Article abstract of DOI:10.1002/jlcr.466

We have previously synthesized 2-deoxy-2-[¹⁸F]-fluoro-β-mannosyl [¹⁸F]-fluoride and shown that it behaves as a mechanism-based inhibitor of Agrobacterium sp. β-glucosidase. In-vivo experiments indicate that this compound undergoes partial hydrolysis to produce 2-deoxy-2-fluoro-mannose, which can become phosphorylated and trapped within the cell.

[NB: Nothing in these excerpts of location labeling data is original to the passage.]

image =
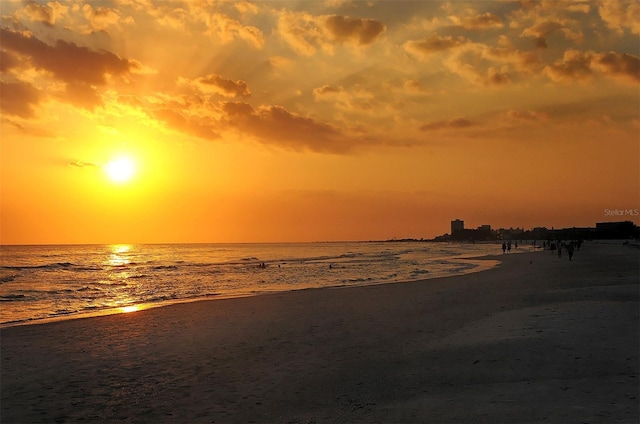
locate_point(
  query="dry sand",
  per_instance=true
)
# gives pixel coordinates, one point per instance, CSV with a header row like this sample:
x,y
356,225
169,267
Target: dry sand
x,y
537,339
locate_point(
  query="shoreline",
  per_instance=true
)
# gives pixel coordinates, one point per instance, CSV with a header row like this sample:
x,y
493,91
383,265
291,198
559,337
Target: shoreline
x,y
212,297
533,339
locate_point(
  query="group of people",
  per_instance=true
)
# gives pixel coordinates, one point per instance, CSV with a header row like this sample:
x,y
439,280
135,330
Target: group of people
x,y
560,246
506,246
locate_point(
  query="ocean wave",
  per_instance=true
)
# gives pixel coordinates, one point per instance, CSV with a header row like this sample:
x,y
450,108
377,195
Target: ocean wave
x,y
55,265
7,278
12,297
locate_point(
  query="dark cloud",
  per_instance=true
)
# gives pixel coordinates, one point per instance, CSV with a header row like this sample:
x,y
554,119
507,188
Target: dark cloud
x,y
18,99
80,68
361,31
67,61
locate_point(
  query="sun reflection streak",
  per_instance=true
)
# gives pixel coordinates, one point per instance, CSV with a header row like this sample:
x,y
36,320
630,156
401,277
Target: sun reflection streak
x,y
118,256
129,309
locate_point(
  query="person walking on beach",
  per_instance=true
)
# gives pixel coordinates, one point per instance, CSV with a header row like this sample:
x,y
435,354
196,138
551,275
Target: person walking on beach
x,y
570,250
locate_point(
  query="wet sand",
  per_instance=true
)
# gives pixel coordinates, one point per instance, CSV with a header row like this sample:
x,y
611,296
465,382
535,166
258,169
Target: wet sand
x,y
537,339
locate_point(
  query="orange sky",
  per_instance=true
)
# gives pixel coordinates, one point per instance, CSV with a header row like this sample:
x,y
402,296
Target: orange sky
x,y
314,120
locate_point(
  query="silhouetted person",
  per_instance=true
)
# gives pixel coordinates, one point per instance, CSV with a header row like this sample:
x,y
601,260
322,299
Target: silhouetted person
x,y
570,250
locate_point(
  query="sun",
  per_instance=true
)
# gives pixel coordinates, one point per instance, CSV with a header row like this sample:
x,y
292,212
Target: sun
x,y
120,170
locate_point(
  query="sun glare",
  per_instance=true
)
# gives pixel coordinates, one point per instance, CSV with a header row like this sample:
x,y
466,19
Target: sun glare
x,y
120,170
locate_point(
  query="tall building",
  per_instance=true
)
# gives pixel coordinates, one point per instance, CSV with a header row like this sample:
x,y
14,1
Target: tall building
x,y
457,226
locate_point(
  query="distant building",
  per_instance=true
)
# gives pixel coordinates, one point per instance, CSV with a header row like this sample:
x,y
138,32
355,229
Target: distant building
x,y
615,230
457,227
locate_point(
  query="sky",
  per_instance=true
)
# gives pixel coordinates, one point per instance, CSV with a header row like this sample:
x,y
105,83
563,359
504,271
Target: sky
x,y
142,121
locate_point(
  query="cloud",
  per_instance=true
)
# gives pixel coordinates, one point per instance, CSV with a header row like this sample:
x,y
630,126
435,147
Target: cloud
x,y
490,66
617,65
305,33
101,18
80,68
543,29
204,128
620,15
453,124
213,83
480,21
227,29
276,126
433,44
67,61
357,30
526,116
329,92
8,61
47,14
578,65
83,164
18,99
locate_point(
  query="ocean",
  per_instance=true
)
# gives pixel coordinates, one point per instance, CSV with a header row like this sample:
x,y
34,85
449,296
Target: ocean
x,y
49,281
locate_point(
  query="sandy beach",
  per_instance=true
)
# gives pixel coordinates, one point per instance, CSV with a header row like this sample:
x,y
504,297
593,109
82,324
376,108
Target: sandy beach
x,y
536,339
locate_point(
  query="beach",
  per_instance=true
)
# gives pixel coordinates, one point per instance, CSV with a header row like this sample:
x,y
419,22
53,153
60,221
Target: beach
x,y
536,339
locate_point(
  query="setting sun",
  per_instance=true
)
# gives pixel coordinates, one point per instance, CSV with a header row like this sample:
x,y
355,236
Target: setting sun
x,y
120,170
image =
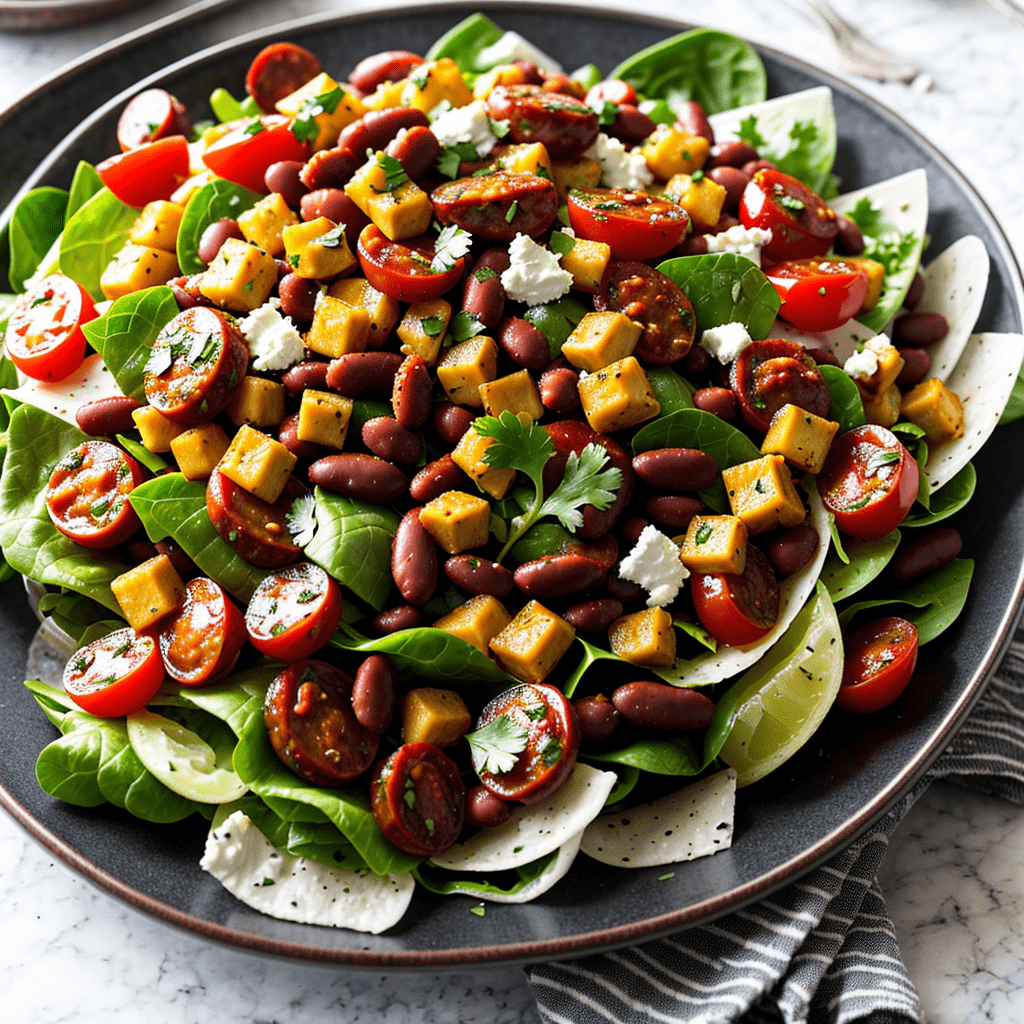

We now report the synthesis of another 2-fluoro glycoside which is ¹⁸F-labelled at the 6 position so that the label cannot be lost during such glycoside hydrolysis and which, further, cannot be phosphorylated. The mechanism-based glycosidase inhibitor 2,6-dideoxy-2-fluoro-6-[¹⁸F]-fluoro-β-D-glucopyranosyl fluoride (2,6FGF) was synthesized in 69% overall chemical yield and in 9% radiochemical yield (decay corrected) as a potential imaging probe for glycosidase.